Great explanation Mike, and info from years of experience. We also run the tighter clearances,have been for years. By the way,those cam bearings were a Godsend, after a season of racing with stock bearings we typically had to replace them to stay on the safe side.Especially the front one,the higher oil pressures would wipe it out,then the noise on the driver side would occur. gary
Has anyone ever checked a main journal cold vs hot? For example... a journal when the block temperature is at 30 Fahrenheit verses 120 Fahrenheit?
John, You will need to do that, never gets that cold here in SUNNY, WARM, DRY Scottsdale Arizona. I don't have a fridge or a freezer that large. I have check pin clearance at 18 fahrenheit, you better have .0005 to be safe.
Mike, I had a feeling that comment was coming! And deserved lol. But dont ask for any of my Great Lakes water. I actually have done this test. The clearances were .0007 to .0008 tighter when the block is cold. The April, May, September, October months can be very cold here in Ohio! Great discussion by all. I have learned quite a bit reading the responses! It seems the design phase is quite important when building an engine.
This is the bearing clearances in my 470. JW takes the time to put a "Motor book" together for every engine he builds. It's a really great resource to have for reference. I realize not every shop does this. Thanks Jim.

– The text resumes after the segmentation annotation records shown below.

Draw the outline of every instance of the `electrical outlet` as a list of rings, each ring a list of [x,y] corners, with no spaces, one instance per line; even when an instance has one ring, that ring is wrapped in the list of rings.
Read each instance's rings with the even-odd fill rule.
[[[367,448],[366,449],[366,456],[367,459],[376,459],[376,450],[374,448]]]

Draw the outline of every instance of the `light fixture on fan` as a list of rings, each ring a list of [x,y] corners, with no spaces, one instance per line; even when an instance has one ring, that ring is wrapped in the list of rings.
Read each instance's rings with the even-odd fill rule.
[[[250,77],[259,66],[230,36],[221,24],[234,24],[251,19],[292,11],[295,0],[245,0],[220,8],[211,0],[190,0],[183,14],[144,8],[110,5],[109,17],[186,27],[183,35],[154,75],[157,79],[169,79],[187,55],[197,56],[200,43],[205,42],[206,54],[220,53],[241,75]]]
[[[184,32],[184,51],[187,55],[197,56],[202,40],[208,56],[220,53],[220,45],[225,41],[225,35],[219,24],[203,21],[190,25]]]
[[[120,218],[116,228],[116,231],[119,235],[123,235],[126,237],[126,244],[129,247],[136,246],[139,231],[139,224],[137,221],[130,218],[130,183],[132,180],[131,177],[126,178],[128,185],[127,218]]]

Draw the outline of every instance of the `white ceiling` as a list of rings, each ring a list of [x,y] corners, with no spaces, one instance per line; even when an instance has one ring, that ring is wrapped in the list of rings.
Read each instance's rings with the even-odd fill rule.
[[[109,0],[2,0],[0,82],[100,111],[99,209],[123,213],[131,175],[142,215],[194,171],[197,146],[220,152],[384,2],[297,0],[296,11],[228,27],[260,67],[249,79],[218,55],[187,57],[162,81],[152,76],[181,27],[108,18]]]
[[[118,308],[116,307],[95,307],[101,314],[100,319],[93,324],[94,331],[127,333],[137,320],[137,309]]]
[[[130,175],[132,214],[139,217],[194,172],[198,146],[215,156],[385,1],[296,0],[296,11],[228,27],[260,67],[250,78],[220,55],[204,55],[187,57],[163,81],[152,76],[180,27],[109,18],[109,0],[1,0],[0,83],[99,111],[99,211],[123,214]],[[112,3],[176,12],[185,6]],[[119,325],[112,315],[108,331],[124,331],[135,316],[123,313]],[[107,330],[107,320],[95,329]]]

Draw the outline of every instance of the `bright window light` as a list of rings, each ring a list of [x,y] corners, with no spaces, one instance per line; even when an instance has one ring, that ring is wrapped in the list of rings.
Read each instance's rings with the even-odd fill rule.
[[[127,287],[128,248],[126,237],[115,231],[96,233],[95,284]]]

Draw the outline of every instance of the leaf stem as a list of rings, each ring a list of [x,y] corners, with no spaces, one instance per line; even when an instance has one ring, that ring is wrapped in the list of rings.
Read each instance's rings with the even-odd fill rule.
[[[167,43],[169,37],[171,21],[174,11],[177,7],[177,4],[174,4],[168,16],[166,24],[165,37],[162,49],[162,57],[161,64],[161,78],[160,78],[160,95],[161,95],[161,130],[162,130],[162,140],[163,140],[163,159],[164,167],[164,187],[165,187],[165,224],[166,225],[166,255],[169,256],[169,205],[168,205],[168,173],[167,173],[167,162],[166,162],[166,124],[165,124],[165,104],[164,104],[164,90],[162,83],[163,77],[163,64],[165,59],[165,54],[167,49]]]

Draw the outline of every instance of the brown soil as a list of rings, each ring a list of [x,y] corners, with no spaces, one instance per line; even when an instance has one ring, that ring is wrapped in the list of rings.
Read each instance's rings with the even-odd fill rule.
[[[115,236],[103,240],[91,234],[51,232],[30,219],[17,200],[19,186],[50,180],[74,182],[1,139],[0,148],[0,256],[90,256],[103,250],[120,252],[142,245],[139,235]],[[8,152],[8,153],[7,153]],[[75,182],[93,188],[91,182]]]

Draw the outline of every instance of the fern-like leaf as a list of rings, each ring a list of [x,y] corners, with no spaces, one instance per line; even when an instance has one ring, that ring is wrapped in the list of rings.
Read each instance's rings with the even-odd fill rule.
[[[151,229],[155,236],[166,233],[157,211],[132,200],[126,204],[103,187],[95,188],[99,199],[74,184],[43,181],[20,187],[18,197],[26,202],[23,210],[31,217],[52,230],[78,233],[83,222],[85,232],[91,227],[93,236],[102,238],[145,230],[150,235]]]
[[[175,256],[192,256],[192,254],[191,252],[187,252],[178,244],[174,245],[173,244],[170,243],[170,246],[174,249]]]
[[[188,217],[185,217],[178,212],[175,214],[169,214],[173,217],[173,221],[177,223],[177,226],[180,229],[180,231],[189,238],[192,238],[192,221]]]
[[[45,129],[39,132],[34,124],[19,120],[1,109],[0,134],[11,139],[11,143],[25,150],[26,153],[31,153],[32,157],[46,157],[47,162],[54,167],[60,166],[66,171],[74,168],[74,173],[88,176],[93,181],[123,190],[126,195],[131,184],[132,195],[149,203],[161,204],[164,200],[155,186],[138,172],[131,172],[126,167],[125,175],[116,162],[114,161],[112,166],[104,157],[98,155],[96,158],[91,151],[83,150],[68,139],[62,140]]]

That's great info to have for ones motor for sure. Great to know where you exactly starter when it comes apart too see if or how much wear it has undergone
Your welcome Larry.. Aluminum rod clearance depends on a lot of factors.. and those are best discussed with your engine builder. Some of those factors are oil weight used, how you run the car at the track (starting line temps) and how much power your making. Rods are generally pretty forgiving, I have ran between .0023 and .0028 successfully on a 2.200 journal over the years. JW
Ok, it has been well established that as the clearances go up or down then the oil chosen should do the same. Is there a set starting point to help guide that decision? Kind of like the formula for figuring clearances based on journal diameter... .0010" of clearance per inch of shaft diameter Looser---Thicker Tighter---Thinner As usual there is probably the same variables: intended usage, fill or no fill, compression, rollers or stamped steel, roller cam or flat tappet, induction type, fuel type, oil pump style, etc. But it would still be nice to have a place to start for viscosity choice. Tell me what you use for oil with your bearing clearances, maybe also include the type of oiling system you use or prefer... As always, I appreciate everyone's input, I value your opinions, and I thank you for your time!